Well you build OpenSSL as a static library, and you use that...

> Take for instance OpenSSL mentioned above.

However for something like OpenSSL on a distro like Debian, I really don't get why one would want it: it is most definitely distributed by Debian in the core repo. But yeah, I do link OpenSSL statically for Android and iOS (where anyway the system does not provide it). That's fairly straightforward, I just need to build OpenSSL myself.

> My requirement is that I do only one build

You want to make only one build that works with both OpenSSL 1 and OpenSSL 3? I am not sure I understand... the whole point of the major update is that they are not compatible. I think there is fundamentally no way (and that's by definition) to support two explicitly incompatible versions in the same build...

[jcelerier]

> Well you build OpenSSL as a static library, and you use that...

I mean yes that's what I do but see my comment, I was asking specifically about dynamic linking mentioned by the parent (OpenSSL is definitely a "core library")

> I think there is fundamentally no way (and that's by definition) to support two explicitly incompatible versions in the same build.

Yes, that's my point - in the end static linking is the only thing that will work reliably when you have to ship across an array of distros even for core libraries... The only exceptions in my mind is libgl & other drivers

[palata]

I strongly believe that developers should not ship across an array of distros. First because you probably don't test on them all.

Really, that's the job of the distro/package maintainers. As a developer, you provide the sources of your project. If people want to use it on their respective distro, they write and maintain a package for it, or ask their distro maintainers to do it. That is the whole point of the distro!

[jcelerier]

Well, I completely disagree. I have a fair amount of users on a wide array of distro who are non-technical - just users, they wouldn't know how to compile something let alone write a distro package. They still deserve to be able to use the software they want without having to change OS.

> or ask their distro maintainers to do it.

This only works if you're using a rolling-release distro. You can't get new packages in the repos of Ubuntu 20.04, Suse Leap, Fedora 30 or Debian Bullseye.

[superb_dev]

Statically linking does not imply copying the code into the project

[palata]

Of course not. My point was that people who say "static linking is better" because the only thing they know (which is copying the code into their project) results in something that looks like static linking are in the wrong.

[formerly_proven]

> Right, but this goes against the dogma on both sides and the fact that much of Linux userspace is the wild west. Ideally, there should be a set of core system libraries (ex glibc, openssl, xlib, etc) that have extremely stable API/ABI somatics and are rarely updated.

This is largely true and how most proprietary software is deployed on Linux.

glibc is pretty good about backwards compatibility. It gets shit for not being forwards compatible (i.e. you can't take a binary linked against glibc 2.34 and run it on a glibc 2.17 system). It's not fully bug for bug compatible. Sometimes they'll patch it, sometimes not. On Windows a lot of applications still link and ship their own libc, for example.

xlib et al don't break in practice. Programs bring their own GUI framework linking them and it'll work. Some are adventurous and link against system gtk2 or gtk3. Even that generally works.

OpenSSL does have a few popular SONAMEs around but they have had particularly nastily broken APIs in the past. Many distros offer two or more versions of OpenSSL for this reason. However, most applications ship their own.

If you only need to talk to some servers, you can link against system libcurl though (ABI compatible for like twenty years).
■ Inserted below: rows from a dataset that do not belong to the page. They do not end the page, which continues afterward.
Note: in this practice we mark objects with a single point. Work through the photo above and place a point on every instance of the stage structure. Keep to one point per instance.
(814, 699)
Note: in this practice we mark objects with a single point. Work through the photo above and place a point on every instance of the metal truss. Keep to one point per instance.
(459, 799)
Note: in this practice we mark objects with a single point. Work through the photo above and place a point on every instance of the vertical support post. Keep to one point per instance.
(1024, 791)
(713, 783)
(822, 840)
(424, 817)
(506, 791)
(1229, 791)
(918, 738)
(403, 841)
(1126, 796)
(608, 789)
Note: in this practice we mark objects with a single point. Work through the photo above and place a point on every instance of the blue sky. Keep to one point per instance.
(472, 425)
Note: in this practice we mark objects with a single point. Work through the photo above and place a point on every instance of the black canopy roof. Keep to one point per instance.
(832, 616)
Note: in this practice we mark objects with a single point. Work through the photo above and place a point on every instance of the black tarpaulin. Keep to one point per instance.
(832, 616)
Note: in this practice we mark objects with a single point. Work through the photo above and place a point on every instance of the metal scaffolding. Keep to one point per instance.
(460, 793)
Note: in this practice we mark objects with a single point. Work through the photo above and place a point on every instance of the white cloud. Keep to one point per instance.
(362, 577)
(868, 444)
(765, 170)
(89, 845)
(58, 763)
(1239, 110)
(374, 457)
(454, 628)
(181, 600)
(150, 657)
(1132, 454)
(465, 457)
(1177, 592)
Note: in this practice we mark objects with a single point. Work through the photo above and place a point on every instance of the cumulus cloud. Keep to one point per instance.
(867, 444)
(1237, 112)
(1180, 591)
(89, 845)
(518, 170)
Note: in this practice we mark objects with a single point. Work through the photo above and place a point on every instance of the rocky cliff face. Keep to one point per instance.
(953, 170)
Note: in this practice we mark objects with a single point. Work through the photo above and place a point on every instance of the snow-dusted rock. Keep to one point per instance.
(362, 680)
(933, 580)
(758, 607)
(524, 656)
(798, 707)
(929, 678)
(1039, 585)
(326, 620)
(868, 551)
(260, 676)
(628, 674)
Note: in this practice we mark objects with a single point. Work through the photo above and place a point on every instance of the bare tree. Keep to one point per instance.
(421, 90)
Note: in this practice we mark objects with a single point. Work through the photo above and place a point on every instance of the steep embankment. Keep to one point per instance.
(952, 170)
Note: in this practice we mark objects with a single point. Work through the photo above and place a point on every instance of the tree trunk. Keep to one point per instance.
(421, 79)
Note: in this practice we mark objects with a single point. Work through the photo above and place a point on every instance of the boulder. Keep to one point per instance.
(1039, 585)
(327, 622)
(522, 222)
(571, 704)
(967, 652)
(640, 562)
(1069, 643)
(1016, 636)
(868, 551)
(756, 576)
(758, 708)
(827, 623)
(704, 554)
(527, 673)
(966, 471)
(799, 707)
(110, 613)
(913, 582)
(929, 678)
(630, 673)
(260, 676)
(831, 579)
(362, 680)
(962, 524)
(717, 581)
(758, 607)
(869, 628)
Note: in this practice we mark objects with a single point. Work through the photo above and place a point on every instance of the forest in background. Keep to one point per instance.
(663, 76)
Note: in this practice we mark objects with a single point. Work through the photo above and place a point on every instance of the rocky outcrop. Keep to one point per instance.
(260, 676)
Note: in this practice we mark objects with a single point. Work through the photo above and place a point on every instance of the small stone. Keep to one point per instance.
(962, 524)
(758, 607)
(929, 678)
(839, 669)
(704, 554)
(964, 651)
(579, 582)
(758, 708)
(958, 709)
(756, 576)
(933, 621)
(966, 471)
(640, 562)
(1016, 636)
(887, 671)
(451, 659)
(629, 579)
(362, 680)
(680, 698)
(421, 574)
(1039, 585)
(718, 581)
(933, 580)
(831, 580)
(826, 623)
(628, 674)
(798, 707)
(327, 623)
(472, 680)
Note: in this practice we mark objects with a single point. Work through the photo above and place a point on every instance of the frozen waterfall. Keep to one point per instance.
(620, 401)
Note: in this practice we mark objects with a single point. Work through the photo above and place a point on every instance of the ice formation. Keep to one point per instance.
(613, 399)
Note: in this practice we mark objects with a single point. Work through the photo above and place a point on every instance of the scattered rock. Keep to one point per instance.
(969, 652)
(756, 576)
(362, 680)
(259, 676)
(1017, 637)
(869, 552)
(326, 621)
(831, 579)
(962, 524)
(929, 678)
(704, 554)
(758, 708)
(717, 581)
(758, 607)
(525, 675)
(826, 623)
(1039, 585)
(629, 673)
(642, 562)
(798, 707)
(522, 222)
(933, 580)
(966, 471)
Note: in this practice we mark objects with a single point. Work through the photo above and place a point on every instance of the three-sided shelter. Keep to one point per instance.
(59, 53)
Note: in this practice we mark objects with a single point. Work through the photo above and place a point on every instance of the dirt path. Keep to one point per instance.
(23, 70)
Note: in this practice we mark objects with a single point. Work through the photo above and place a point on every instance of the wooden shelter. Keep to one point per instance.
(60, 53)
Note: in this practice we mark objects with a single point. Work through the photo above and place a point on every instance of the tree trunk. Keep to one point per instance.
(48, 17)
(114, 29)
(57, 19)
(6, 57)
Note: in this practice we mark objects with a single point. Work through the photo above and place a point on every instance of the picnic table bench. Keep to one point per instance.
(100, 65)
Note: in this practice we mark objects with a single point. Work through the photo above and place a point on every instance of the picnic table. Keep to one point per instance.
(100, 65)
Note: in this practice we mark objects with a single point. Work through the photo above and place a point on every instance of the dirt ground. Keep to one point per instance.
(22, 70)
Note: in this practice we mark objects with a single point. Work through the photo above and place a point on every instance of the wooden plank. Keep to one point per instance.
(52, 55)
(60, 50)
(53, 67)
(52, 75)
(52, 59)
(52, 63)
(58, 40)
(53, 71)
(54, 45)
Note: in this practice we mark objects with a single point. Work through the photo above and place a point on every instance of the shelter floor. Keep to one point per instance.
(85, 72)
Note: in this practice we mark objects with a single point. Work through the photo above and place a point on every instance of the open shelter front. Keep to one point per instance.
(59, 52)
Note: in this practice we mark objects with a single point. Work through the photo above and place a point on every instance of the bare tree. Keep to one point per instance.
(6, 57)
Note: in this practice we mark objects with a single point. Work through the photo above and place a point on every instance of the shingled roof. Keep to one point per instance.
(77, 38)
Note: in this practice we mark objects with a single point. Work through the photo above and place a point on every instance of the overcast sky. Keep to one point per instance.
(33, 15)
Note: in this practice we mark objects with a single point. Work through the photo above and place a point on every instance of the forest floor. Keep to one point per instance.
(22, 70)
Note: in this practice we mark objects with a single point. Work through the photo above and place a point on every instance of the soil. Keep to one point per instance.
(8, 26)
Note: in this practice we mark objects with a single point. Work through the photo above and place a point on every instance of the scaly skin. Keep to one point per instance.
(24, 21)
This would IMHO be much better than what most applications do today (shipping their own crypto + protocol stack which invariably ends up with holes). While Microsoft ships curl.exe nowadays, they don't include libcurl with their OS. Otherwise that would be pretty close to a universally compatible protocol client API and ABI and you really wouldn't have any good reason any more to patch the same tired X.509 and HTTP parser vulnerabilities in each and every app.